We all know babies cry but dreams of new parenthood don’t usually envisage a seemingly inconsolable, bawling, ball of infant fury.
It’s hard not to take it personally if your baby seems impervious to all your attempts at pacification. To be told he or she will “grow out of it” is of little consolation when those cries are shredding the last of your reserves during what is, even with the sunniest baby, a physically and emotionally demanding time.
Excessive crying affects roughly up to one in four babies, primarily in the first three months and peaking at the age of about six weeks. Known as “colic”, in reality that term covers a multitude and is simply defined by the level of crying in an otherwise healthy infant – at least three hours a day, for more than three days a week, for three weeks.
Anecdotally, it appears that “reflux” has now replaced “colic” as the most common explanation in some circles for this enigmatic infant behaviour.

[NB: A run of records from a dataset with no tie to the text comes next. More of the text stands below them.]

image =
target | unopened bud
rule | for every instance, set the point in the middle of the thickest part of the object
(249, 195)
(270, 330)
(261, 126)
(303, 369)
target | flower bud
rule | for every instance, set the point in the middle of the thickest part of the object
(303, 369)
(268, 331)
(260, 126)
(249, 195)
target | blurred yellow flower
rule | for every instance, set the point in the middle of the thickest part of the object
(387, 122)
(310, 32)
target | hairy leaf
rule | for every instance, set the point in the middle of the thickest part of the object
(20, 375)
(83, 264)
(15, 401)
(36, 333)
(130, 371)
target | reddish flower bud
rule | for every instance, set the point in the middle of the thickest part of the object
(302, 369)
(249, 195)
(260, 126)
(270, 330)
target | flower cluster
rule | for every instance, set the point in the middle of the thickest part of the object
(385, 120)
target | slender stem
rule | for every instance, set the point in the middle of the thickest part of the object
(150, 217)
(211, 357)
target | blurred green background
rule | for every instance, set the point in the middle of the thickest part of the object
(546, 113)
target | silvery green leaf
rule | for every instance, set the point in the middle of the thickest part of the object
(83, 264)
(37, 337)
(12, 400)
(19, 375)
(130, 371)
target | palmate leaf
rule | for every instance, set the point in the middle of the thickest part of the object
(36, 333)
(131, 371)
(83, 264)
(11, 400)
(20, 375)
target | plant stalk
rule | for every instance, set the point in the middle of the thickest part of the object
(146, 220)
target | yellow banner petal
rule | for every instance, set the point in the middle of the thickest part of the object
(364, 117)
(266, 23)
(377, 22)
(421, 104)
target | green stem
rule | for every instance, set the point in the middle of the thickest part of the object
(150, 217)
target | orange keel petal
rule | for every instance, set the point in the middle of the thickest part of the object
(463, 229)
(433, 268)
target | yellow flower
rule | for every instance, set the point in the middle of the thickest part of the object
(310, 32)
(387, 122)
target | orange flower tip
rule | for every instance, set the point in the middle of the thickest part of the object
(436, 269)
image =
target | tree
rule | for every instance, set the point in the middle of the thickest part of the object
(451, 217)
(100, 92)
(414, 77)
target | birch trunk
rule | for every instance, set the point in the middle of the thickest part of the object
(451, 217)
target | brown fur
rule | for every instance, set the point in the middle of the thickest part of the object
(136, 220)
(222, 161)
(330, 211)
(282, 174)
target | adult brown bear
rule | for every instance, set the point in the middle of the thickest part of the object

It is a subject of particular interest to osteopath Dr Julie Ellwood in Strandhill, Co Sligo, whose ongoing research into its causes and consequences has led her to question the notion of trying to "fix" the unsettled baby.
No health practitioner, be it an osteopath, a chiropractor, a GP, a paediatrician, or whoever, has “the fix”, she says, “because if we did, there wouldn’t be all these unsettled babies”. The reasons for persistent crying are complex and “if we can get our heads together and look at both the mother and the baby, we have a better chance of getting to the bottom of it”, she suggests in a call for a more co-ordinated approach to the problem among all professionals working in paediatric care.
Both she and the Royal College of Surgeons in Ireland (RCSI) Professor of Paediatrics, Alf Nicholson, who is based at Temple Street Children's University Hospital in Dublin and who has supervised her research, stress how serious colic can be, primarily because of how onerous it is for parents.
“The stress of caring for an inconsolable infant may trigger physical abuse, such as that seen in shaken baby syndrome, where crying is often mentioned as a precipitant,” says Ellwood. Also, parental perceptions that an infant is more difficult than average have been shown to be a strong predictor of later behavioural and emotional problems for that child.
Nicholson, who says he is fascinated by colic “because it is so difficult to explain, it is unique to that early part of life”, describes it as “a huge burden” for parents.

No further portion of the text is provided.